Minerals, Rocks, Crystals and Gemstones. Introduction pt.2

Hello! Here we go again, exploring the crystals world! We already made a little introduction about crystals and seen how to cleanse them. Today we’re going a little bit more in-depth, we’ll classify crystals under a scientific point of view: minerals, rocks, crystals and gemstones.

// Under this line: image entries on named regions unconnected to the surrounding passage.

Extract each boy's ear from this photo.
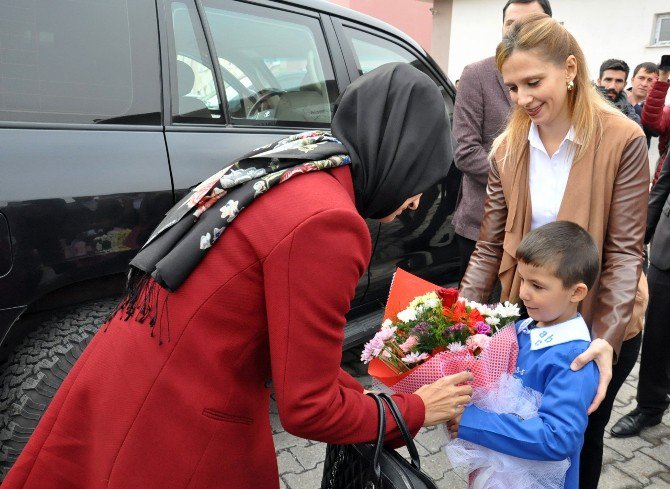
[570,282,589,302]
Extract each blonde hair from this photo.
[489,14,622,166]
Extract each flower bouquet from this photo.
[361,269,519,393]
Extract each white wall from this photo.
[448,0,670,80]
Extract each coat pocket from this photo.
[202,408,254,424]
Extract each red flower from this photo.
[435,287,458,307]
[467,309,486,327]
[442,301,468,324]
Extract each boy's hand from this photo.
[570,338,614,414]
[447,414,463,440]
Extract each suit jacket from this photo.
[453,57,512,241]
[461,113,649,354]
[645,154,670,270]
[2,167,424,489]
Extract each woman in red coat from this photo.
[642,71,670,184]
[3,64,471,489]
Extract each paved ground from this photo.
[270,350,670,489]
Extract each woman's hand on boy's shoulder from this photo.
[570,338,614,414]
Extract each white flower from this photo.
[398,307,416,323]
[486,316,500,326]
[447,341,467,353]
[401,353,428,364]
[493,301,521,318]
[409,292,440,309]
[220,200,240,222]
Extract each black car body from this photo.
[0,0,460,472]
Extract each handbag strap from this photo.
[367,392,386,483]
[379,392,421,470]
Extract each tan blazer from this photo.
[461,110,649,354]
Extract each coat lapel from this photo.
[556,144,595,229]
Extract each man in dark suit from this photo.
[611,154,670,437]
[453,0,551,277]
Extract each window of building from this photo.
[198,0,338,127]
[0,0,161,124]
[654,13,670,46]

I mentioned that on our Planet there are tons and tons of different varieties of crystals and we have seen how to categorize them based on shape, colour and type. There is another classification we should make, a more technical and scientific one. It is common to read and use the general term “crystals“, even though it’s not precise. The categories I’m talking about are minerals, rocks and of course, crystals. Then we have a sub-category, gemstones. The main point that makes the difference between them is composition.

Minerals.

Minerals: they’re made by one, and only one chemical composition. When it’s more than one, then it’s more appropriate to define them as rocks. The IMA (International Mineralogical Association) has drawn up four main characteristics needed to consider a mineral:

Minerals, Rocks, Crystals and Gemstones. Introduction pt.2
  1. It must be a naturally occurring substance formed by natural geological processes”. This means that all the “crystals” that have been made up artificially by human hands, or are a product of a living being (such as crystals parts in plant tissues) and seashells, can’t be defined as minerals.
  2. It must be a solid substance in its natural occurrence. This point doesn’t need any further explanations, even though I must mention a couple of exceptions. Water in its “basic” state – liquid- isn’t, of course, considered a mineral, but ice is a mineral. Native mercury is classified as a mineral in its solid-state.
  3. It must have a well-defined crystallographic structure. On a macroscopic level, the characteristics are hardness, cleavage and form.
  4. It must have a fairly well-defined chemical composition.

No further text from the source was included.